I looked then at the flat roof just outside my window, a narrow roof not ten feet wide terminating in a parapet wall. The lack of maintenance was terrible but beautiful. I regretted not having my camera to photograph the thick moss clumps, bright, newly green and vigorous with the latest autumn rains. It was clinging to the layer of grey pebble ballast that was designed to keep the roof down in windy conditions. Tucked between the clumps of moss were lichens in a soft pale copper oxide colour, the earth colour artists call Terre Verte. Where the moss was thriving, tiny thin tendrils of a coppery coloured flower bunched on the top of the moss. Set in amongst the rocky ballast, a rose filter perched atop the drain to keep out leaves and other debris. It had a lovely geometric pattern of piercings. Oh, where was that camera?!!!

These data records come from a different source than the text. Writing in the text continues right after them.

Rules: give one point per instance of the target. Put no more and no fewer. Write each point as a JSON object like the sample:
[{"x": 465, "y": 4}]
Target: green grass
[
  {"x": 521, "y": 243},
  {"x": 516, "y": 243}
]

From a Property Manager’s point of view, it was a disgrace; the moss was destructive, reaching it’s “roots, into the tar and ruining it’s waterproofing. From an artist’s point of view though, it was a marvel of shapes, colours, patterns and textures.
The nurse returned and took my blood pressure and my temperature. I was fine to go. Only, she needed my doctor’s permission to discharge me. The doctor had just left ten minutes previous.
“What on earth was she doing here last night?” I asked. “She was here at seven in the morning. You don’t have to have her come back do you?”
“Oh, she was on call last night,” she replied. “I just need her permission to let you go.”
The nurse paged her and fifteen minutes later, I was free.
I navigated back to the elevator, descended to the ground floor, asked for and found the closest exit to the parkade and found the car. I left my goods and chattels in the trunk, locked it all up and went back to the coffee shop for the tallest decaf they had, and a fruit bar.
The rest, my friends, is another story.